If you don’t know what you want…
- The menu will tell you.
- Your boss will tell you.
- The items on sale will tell you.
- Your spouse will tell you.
- The best seller list will tell you.
- Your iPhone apps will notify you.
- The news media will tell you.
- A consultant will tell you.
- The authorities will tell you.
- The next ad will tell you.
- A televangelist will tell you, on behalf of God.
- Your financial advisor will tell you.
- Amazon and Netflix will recommend it to you.
- Your friends will tell you.
- The point-of-purchase signs will tell you.
The problem is none of these sources should know you as well as you know yourself. Therefore, they won’t tell you what YOU want. Once you realize this, you also can realize what they WILL tell you.

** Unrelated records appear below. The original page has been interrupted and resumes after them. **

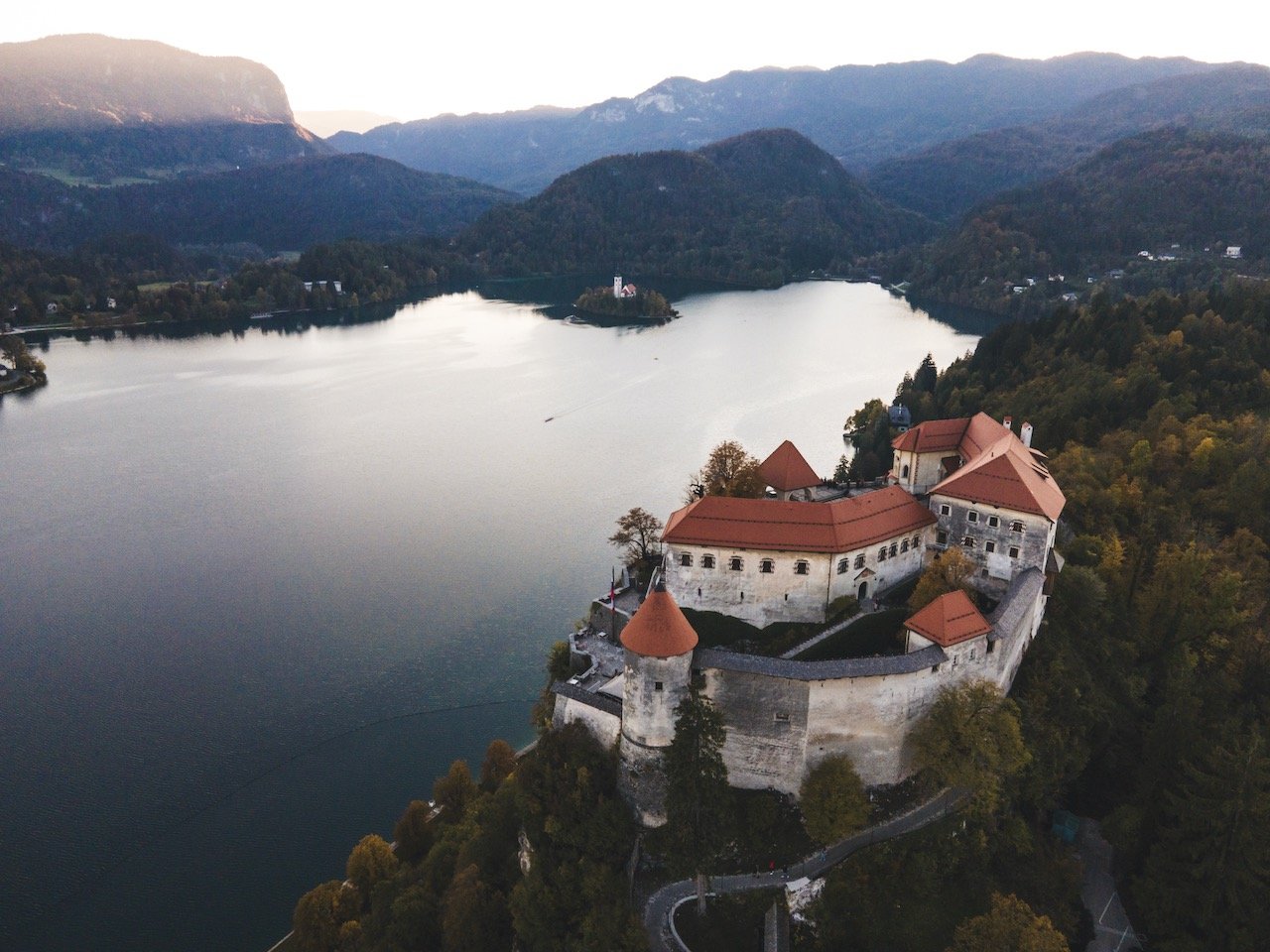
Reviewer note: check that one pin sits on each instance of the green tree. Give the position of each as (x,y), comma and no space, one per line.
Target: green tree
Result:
(1207,875)
(371,862)
(498,765)
(698,797)
(729,471)
(320,912)
(832,798)
(414,833)
(952,570)
(1010,925)
(970,739)
(639,536)
(474,918)
(454,791)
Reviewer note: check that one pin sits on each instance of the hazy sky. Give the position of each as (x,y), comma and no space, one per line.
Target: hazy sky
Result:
(412,60)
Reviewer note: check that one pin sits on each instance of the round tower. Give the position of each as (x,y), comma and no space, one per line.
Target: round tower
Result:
(659,644)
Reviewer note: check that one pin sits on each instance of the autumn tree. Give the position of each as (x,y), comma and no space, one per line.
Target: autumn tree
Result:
(413,832)
(320,912)
(698,797)
(833,800)
(454,791)
(952,570)
(370,862)
(729,471)
(970,739)
(1010,925)
(639,536)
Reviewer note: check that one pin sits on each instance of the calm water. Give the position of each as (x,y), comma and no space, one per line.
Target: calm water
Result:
(259,589)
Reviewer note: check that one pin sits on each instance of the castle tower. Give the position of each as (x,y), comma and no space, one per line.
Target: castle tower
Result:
(659,644)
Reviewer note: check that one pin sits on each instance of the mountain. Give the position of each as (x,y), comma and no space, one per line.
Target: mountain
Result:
(87,107)
(1162,207)
(861,114)
(754,209)
(948,179)
(277,207)
(327,122)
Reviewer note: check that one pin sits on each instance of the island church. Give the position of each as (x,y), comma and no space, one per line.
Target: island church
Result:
(795,556)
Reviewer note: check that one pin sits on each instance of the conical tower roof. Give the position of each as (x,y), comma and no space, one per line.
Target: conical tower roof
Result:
(786,470)
(658,629)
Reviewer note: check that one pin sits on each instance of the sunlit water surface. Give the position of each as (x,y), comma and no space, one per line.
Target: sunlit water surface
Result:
(259,589)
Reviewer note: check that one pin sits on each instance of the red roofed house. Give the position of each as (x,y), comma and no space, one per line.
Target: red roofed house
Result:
(769,560)
(788,472)
(952,622)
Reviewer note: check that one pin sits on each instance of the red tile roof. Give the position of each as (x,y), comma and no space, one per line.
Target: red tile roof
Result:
(1008,476)
(658,629)
(786,468)
(968,435)
(775,526)
(949,620)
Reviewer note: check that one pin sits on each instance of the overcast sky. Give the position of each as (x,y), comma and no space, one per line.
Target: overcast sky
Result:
(413,60)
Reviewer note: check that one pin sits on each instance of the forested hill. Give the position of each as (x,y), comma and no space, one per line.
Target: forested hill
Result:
(286,206)
(1180,197)
(949,178)
(102,108)
(753,209)
(860,114)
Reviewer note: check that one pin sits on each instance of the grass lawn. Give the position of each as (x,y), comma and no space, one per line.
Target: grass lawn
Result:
(878,634)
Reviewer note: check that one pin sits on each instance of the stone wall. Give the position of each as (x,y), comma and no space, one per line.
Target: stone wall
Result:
(783,594)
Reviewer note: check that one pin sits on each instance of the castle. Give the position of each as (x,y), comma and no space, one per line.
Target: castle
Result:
(968,483)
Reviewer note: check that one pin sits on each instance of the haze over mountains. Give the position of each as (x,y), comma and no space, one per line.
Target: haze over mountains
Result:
(756,177)
(860,114)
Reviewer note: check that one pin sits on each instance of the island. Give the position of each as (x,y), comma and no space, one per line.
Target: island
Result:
(624,301)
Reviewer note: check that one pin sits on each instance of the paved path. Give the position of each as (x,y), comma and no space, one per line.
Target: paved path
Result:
(1111,928)
(661,904)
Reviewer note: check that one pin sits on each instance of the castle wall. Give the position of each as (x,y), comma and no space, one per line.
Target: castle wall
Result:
(606,726)
(784,595)
(766,722)
(1033,543)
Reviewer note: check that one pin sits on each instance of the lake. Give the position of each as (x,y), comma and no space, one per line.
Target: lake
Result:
(261,588)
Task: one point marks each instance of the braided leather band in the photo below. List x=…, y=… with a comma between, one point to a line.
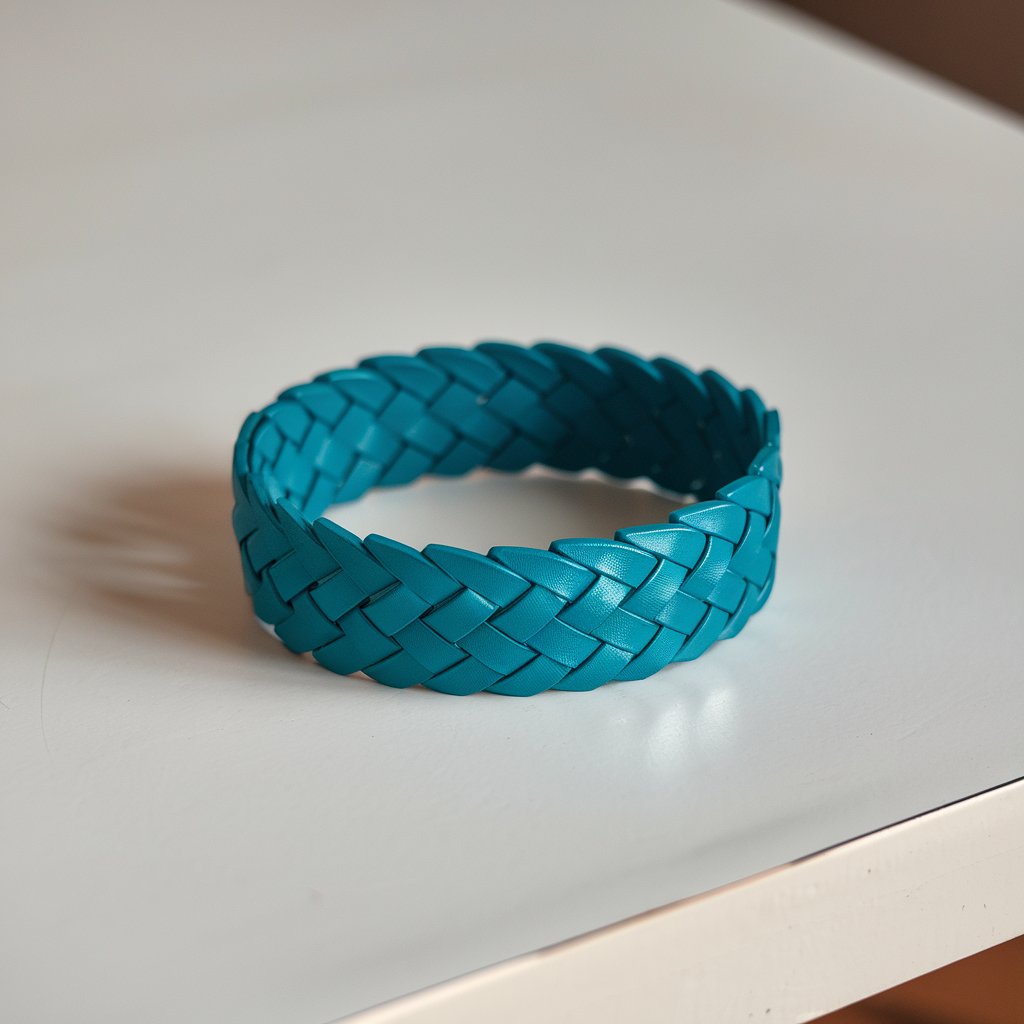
x=516, y=621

We’re all susceptible to the power of suggestion. This isn’t a big deal when you’re deciding between a cobb salad or grilled salmon. It is monumental when you’re deciding on a major purchase, a career path or a lifestyle change.
It’s one thing to say, “I know what I want. How can you help me?” It’s another thing to be a blank slate for anyone else to write on. I’m not talking about being closed minded. I’m talking about knowing yourself. Then you can be intentional about discovering something new.
Sometimes we avoid knowing ourselves. It could be decision fatigue or intellectual laziness. We may have placed our trust wholly on another person or institution. It’s likely related to fear. Fear that if we know what we want, we’ll ultimately be disappointed when we don’t get it. Fear that we will get it and it won’t fulfill our needs. Fear that we’ll make the wrong choices.
But the tradeoff for ignoring what we want is huge. We surrender our agency. We abdicate the throne of our own lives and let the list above take turns in the seat. This is a dereliction of duty. Not just to ourselves, but to others who need us to bring our whole selves to our work, our homes and our communities.
So, what do you want? Maybe to know that, you should start by wanting to know thyself.